The reals as continuous image of the irrationals

For any irrational number $x$, let $f(x)$ be the real number arising from the integer part of $x$, together with every other digit of the rest of the expansion of $x$.

This is surjective, since one may interleave the digits of any real $y$ with any nonrepeating pattern, and thereby find an irrational $x$ with $f(x)=y$. This is continuous, since if $x_n\to x$, then $f(x_n)\to f(x)$.

Let $C$ be a space-filling curve, i.e. a continuous function from $\mathbb R$ onto ${\mathbb R}^2$. Then the first component $C(t)_1$ is a continuous function from $\mathbb R$ onto $\mathbb R$ that hits each real number uncountably many times. Since there are only countably many rationals, the restriction to the irrationals is also surjective.

Here's another simple explicit function that maps the irrationals onto the real numbers. It is defined on the whole real line.

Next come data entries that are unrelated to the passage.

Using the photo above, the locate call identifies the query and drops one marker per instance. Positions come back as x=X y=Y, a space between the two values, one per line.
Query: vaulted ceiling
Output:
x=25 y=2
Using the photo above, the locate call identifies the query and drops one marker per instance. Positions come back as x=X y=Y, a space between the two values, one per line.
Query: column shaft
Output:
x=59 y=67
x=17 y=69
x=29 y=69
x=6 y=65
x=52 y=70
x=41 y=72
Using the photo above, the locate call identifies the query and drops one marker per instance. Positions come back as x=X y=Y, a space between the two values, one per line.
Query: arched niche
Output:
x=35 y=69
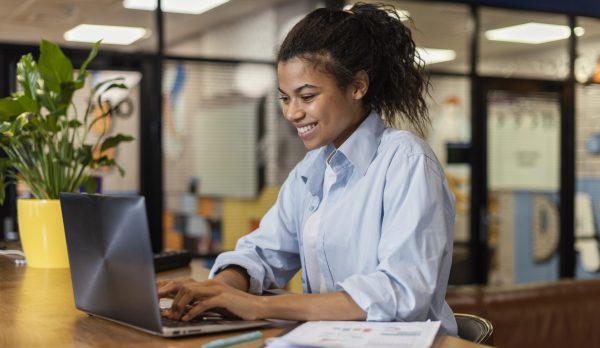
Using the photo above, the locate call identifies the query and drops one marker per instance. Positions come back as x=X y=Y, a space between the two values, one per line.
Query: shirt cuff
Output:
x=256 y=274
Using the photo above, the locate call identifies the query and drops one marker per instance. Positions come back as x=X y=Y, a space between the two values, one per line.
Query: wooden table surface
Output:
x=37 y=310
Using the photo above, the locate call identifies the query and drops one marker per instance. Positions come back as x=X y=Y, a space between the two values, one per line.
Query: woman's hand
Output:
x=191 y=298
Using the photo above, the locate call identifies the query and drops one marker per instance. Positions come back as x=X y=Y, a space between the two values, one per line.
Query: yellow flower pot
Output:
x=42 y=233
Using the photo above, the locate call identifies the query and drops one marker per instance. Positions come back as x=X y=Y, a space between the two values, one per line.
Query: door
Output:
x=516 y=219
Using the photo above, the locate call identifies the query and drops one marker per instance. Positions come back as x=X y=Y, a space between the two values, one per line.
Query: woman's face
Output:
x=311 y=100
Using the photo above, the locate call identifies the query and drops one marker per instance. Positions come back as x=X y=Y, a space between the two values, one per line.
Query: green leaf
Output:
x=54 y=67
x=28 y=75
x=4 y=126
x=74 y=124
x=10 y=107
x=114 y=141
x=84 y=155
x=28 y=104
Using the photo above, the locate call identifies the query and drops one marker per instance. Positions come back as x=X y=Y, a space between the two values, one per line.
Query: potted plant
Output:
x=46 y=146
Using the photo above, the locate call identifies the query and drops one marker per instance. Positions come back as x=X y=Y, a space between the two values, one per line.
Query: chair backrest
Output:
x=473 y=328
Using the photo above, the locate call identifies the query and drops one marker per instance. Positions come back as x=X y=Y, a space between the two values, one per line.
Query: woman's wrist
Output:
x=235 y=276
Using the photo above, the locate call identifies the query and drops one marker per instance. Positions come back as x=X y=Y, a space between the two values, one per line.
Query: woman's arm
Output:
x=193 y=298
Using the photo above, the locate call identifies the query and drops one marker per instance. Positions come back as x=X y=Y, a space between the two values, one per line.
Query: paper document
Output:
x=359 y=334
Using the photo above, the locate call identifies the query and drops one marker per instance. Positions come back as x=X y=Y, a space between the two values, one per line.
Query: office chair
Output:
x=473 y=328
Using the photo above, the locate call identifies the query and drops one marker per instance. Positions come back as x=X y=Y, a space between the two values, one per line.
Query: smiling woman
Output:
x=367 y=214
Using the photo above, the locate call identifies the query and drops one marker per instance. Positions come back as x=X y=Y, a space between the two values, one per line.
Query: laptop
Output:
x=111 y=264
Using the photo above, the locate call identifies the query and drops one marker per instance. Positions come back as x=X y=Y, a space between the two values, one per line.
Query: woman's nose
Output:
x=293 y=113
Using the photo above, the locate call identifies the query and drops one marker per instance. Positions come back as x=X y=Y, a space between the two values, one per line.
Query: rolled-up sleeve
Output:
x=414 y=250
x=270 y=254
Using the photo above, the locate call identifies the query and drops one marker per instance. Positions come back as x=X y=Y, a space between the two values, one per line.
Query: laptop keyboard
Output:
x=208 y=319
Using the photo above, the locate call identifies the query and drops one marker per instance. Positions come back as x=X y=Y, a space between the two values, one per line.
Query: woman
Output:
x=367 y=214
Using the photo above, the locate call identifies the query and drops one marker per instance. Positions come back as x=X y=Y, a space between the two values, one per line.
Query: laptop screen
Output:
x=110 y=257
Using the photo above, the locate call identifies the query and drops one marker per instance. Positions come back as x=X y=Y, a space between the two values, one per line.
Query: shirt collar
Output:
x=359 y=149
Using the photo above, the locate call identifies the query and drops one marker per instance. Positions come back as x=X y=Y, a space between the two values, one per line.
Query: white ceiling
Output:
x=28 y=21
x=436 y=25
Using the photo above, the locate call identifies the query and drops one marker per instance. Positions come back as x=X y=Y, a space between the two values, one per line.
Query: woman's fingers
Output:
x=201 y=306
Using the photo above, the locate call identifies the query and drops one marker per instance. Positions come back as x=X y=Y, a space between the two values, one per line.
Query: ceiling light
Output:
x=435 y=55
x=402 y=14
x=532 y=33
x=175 y=6
x=107 y=33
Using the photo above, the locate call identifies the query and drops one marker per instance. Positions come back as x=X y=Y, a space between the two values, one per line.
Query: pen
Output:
x=230 y=341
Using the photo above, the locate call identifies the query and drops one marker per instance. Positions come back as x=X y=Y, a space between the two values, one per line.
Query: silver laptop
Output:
x=112 y=270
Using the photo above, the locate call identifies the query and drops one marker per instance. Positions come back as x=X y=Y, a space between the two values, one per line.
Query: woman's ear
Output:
x=360 y=85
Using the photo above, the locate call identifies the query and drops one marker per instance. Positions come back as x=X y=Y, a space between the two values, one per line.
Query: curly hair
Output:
x=369 y=37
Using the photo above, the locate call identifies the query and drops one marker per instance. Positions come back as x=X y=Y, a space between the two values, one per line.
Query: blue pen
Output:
x=230 y=341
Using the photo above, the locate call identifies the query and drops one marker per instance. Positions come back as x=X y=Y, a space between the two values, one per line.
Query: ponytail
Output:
x=371 y=38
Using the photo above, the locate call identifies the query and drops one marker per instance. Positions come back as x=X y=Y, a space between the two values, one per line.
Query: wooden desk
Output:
x=37 y=310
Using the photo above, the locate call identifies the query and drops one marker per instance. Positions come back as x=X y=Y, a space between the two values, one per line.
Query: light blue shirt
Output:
x=385 y=235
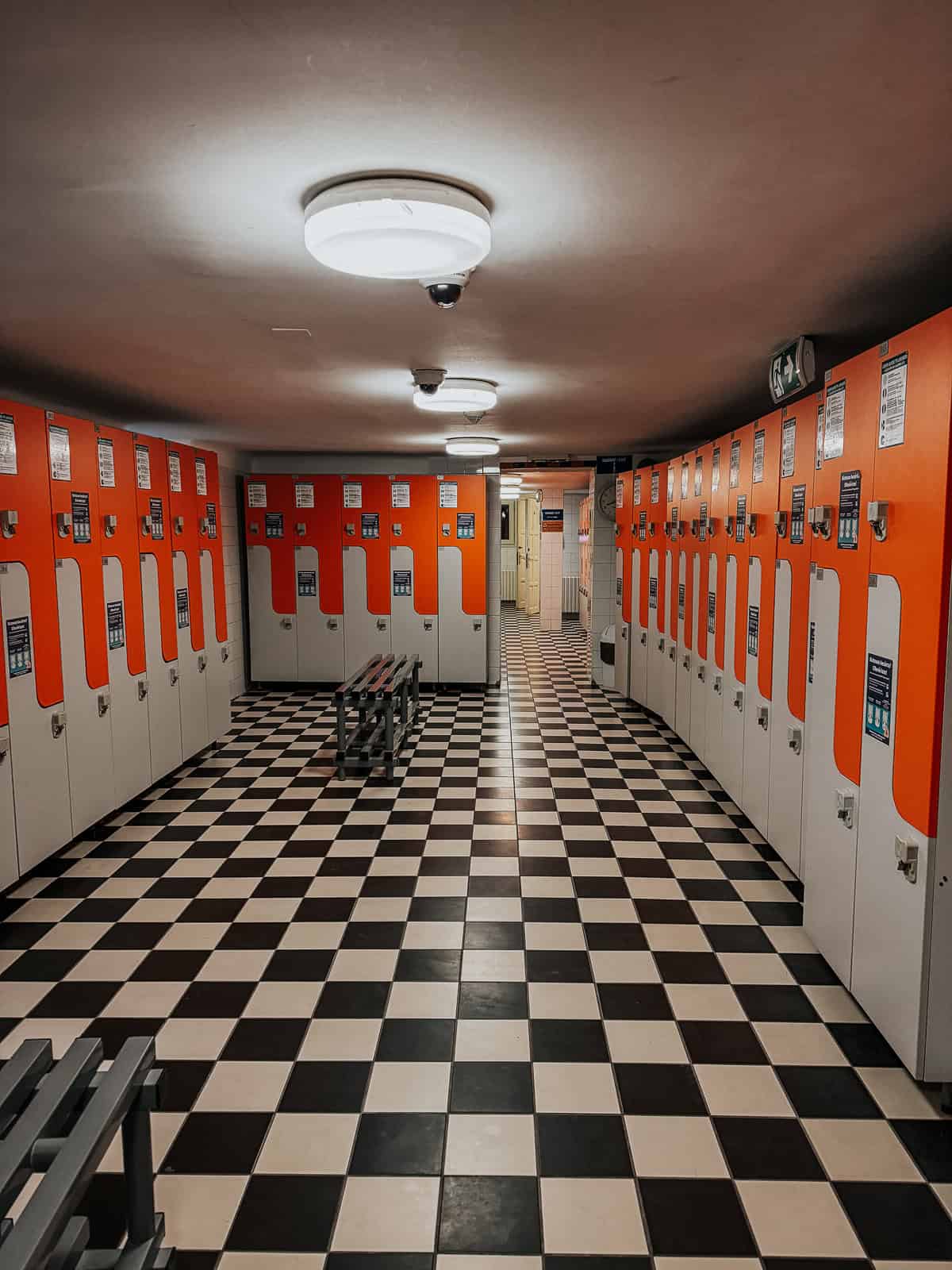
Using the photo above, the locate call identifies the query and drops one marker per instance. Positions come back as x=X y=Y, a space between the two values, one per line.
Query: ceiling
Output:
x=674 y=188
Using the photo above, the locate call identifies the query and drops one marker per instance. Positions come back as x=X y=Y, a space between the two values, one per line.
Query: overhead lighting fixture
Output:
x=397 y=228
x=459 y=397
x=473 y=448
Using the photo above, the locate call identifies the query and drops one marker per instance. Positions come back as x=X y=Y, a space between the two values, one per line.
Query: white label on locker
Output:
x=759 y=448
x=144 y=468
x=59 y=452
x=19 y=657
x=107 y=463
x=833 y=423
x=8 y=446
x=789 y=446
x=892 y=402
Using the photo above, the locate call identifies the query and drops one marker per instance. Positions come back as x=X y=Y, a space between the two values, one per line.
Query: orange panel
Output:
x=117 y=497
x=78 y=495
x=861 y=376
x=359 y=530
x=152 y=511
x=321 y=530
x=418 y=530
x=272 y=526
x=27 y=492
x=797 y=487
x=209 y=510
x=763 y=540
x=914 y=479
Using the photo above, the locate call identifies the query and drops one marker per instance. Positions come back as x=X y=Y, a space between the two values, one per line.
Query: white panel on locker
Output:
x=194 y=702
x=831 y=802
x=463 y=637
x=273 y=635
x=217 y=676
x=412 y=632
x=757 y=714
x=89 y=742
x=41 y=787
x=129 y=694
x=366 y=634
x=164 y=723
x=786 y=774
x=321 y=637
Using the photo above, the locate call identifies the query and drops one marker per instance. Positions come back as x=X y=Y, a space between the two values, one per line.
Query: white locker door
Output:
x=273 y=635
x=757 y=717
x=41 y=784
x=829 y=840
x=164 y=723
x=412 y=632
x=366 y=634
x=638 y=638
x=786 y=775
x=89 y=736
x=463 y=637
x=132 y=765
x=217 y=676
x=192 y=667
x=10 y=865
x=321 y=637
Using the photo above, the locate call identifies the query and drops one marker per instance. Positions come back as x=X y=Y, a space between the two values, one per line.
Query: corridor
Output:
x=543 y=995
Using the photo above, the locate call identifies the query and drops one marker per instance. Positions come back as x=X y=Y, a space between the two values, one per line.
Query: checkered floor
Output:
x=545 y=995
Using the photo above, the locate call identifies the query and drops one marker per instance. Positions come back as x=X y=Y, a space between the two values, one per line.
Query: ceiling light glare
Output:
x=395 y=228
x=459 y=397
x=473 y=448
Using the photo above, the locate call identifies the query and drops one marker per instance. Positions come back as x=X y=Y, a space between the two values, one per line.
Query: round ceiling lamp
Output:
x=459 y=397
x=473 y=448
x=397 y=228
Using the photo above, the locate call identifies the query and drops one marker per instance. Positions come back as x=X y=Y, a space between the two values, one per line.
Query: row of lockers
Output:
x=342 y=568
x=113 y=620
x=785 y=596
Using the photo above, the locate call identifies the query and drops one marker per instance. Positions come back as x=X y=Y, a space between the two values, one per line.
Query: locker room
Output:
x=475 y=590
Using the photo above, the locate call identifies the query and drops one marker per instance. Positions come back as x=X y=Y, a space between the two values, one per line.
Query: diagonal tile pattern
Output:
x=545 y=995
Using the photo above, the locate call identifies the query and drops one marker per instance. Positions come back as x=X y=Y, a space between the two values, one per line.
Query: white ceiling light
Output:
x=459 y=397
x=473 y=448
x=397 y=228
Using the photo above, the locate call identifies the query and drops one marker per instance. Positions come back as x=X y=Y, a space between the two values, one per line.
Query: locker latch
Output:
x=876 y=514
x=820 y=520
x=908 y=859
x=846 y=803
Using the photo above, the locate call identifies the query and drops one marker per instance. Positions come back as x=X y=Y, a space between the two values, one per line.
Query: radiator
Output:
x=570 y=594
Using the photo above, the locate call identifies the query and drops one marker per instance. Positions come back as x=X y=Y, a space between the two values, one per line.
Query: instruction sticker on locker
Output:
x=144 y=468
x=116 y=624
x=8 y=446
x=19 y=654
x=59 y=452
x=835 y=421
x=82 y=526
x=892 y=402
x=182 y=607
x=879 y=698
x=848 y=527
x=448 y=492
x=107 y=463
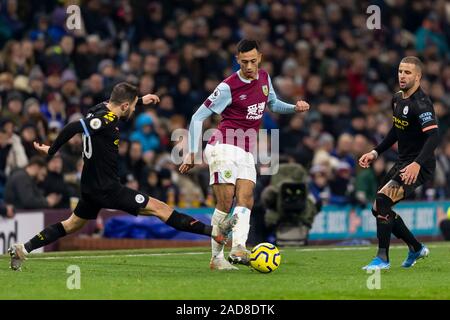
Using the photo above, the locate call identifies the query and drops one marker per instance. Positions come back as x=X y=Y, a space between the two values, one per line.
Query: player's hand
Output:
x=301 y=106
x=150 y=98
x=188 y=163
x=367 y=158
x=53 y=199
x=42 y=148
x=10 y=211
x=410 y=172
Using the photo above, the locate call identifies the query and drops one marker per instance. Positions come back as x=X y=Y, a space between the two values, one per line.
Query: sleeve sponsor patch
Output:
x=214 y=95
x=207 y=103
x=95 y=123
x=425 y=117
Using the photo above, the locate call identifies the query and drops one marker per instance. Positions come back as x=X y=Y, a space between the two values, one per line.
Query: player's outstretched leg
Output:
x=183 y=222
x=218 y=261
x=417 y=250
x=385 y=221
x=19 y=251
x=244 y=202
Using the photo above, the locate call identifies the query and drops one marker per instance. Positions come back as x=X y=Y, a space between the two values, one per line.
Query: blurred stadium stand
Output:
x=319 y=51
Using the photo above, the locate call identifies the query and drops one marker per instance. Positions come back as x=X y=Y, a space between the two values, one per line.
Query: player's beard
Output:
x=407 y=86
x=127 y=114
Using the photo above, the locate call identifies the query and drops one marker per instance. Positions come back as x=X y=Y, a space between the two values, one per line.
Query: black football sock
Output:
x=46 y=236
x=384 y=230
x=183 y=222
x=401 y=231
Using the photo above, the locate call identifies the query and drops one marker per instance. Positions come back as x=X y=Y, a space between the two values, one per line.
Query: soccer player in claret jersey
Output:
x=100 y=186
x=416 y=131
x=241 y=100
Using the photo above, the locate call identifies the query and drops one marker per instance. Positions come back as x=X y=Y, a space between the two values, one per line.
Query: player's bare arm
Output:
x=150 y=98
x=188 y=163
x=366 y=159
x=410 y=172
x=301 y=106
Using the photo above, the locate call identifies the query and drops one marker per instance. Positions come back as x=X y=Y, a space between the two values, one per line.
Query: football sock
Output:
x=384 y=230
x=242 y=227
x=183 y=222
x=401 y=231
x=217 y=248
x=45 y=237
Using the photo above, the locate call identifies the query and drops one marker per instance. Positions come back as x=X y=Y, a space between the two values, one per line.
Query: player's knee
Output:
x=73 y=224
x=246 y=202
x=225 y=203
x=157 y=207
x=382 y=206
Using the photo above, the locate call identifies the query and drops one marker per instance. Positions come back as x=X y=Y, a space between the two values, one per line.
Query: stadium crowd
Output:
x=319 y=51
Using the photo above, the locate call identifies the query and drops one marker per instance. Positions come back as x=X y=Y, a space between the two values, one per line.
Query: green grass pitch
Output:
x=305 y=273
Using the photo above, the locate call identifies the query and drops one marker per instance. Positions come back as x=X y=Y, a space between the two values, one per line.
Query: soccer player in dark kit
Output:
x=416 y=131
x=100 y=186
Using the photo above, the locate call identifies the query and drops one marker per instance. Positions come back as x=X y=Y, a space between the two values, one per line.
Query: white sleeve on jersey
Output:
x=219 y=99
x=276 y=105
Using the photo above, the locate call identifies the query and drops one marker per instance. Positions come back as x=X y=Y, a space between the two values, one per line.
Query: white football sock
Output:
x=217 y=248
x=242 y=227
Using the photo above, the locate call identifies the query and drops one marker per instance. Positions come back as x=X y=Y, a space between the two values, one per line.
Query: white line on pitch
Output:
x=355 y=248
x=118 y=255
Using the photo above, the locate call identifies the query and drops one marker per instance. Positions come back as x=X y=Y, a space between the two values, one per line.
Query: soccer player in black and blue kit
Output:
x=416 y=130
x=100 y=186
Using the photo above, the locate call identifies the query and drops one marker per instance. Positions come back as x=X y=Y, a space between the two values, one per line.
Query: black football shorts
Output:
x=426 y=173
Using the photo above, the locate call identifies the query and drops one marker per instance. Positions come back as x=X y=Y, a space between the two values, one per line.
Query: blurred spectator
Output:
x=54 y=182
x=22 y=189
x=368 y=181
x=145 y=133
x=13 y=152
x=28 y=135
x=6 y=210
x=343 y=150
x=55 y=110
x=14 y=106
x=442 y=174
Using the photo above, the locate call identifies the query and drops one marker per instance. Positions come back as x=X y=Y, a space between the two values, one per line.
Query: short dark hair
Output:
x=413 y=60
x=123 y=92
x=246 y=45
x=38 y=161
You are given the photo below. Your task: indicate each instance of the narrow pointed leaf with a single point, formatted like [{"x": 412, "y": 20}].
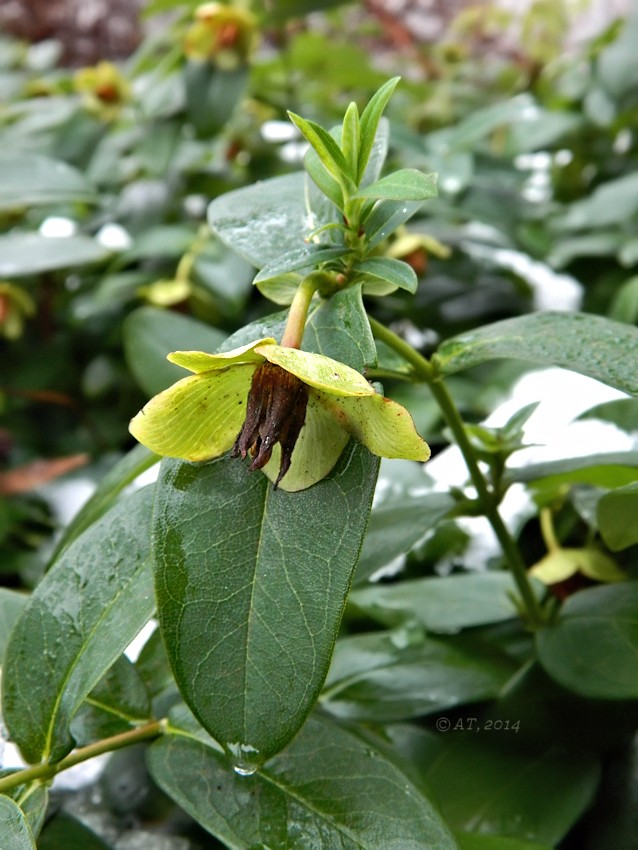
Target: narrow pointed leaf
[
  {"x": 251, "y": 585},
  {"x": 339, "y": 327},
  {"x": 324, "y": 181},
  {"x": 394, "y": 272},
  {"x": 350, "y": 137},
  {"x": 32, "y": 180},
  {"x": 15, "y": 833},
  {"x": 83, "y": 614},
  {"x": 386, "y": 217},
  {"x": 263, "y": 221},
  {"x": 308, "y": 257},
  {"x": 23, "y": 254},
  {"x": 369, "y": 122},
  {"x": 408, "y": 184},
  {"x": 329, "y": 790},
  {"x": 325, "y": 147},
  {"x": 588, "y": 344}
]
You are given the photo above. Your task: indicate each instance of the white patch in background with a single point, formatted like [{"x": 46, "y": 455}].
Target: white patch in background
[{"x": 562, "y": 397}]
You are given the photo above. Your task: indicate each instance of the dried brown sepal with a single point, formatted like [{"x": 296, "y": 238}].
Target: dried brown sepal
[{"x": 275, "y": 413}]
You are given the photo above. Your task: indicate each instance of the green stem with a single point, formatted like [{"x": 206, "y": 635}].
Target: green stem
[
  {"x": 293, "y": 332},
  {"x": 424, "y": 370},
  {"x": 547, "y": 530},
  {"x": 46, "y": 771}
]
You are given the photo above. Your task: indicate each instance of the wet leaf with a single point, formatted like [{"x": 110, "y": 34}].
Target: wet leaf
[
  {"x": 251, "y": 585},
  {"x": 587, "y": 344},
  {"x": 329, "y": 790},
  {"x": 83, "y": 614},
  {"x": 15, "y": 833},
  {"x": 593, "y": 648}
]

Consider the continuous piece-wise linear function $f:\mathbb{R}\rightarrow\mathbb{R}$, with slope $f'(x)=-1$ or $f'(x)=+1$ according whether $\lfloor x/\sqrt 2\rfloor=0\, \mathrm{ mod} 3 $, or not (like this). So $f(x)=x/3+O(1)$ as $|x|\to\infty$ and it is therefore surjective; precisely, any of its fiber has three points, and the arithmetic mean of some two of these is an odd multiple of $\sqrt{2}$. This means that the equation $f(x)=c$ has always an irrational solution, whatever is $c\in\mathbb{R}$.

rmk. Note that replacing $\sqrt 2$ with $\pi$ produces a map that maps the transcendental numbers onto $\mathbb{R}$.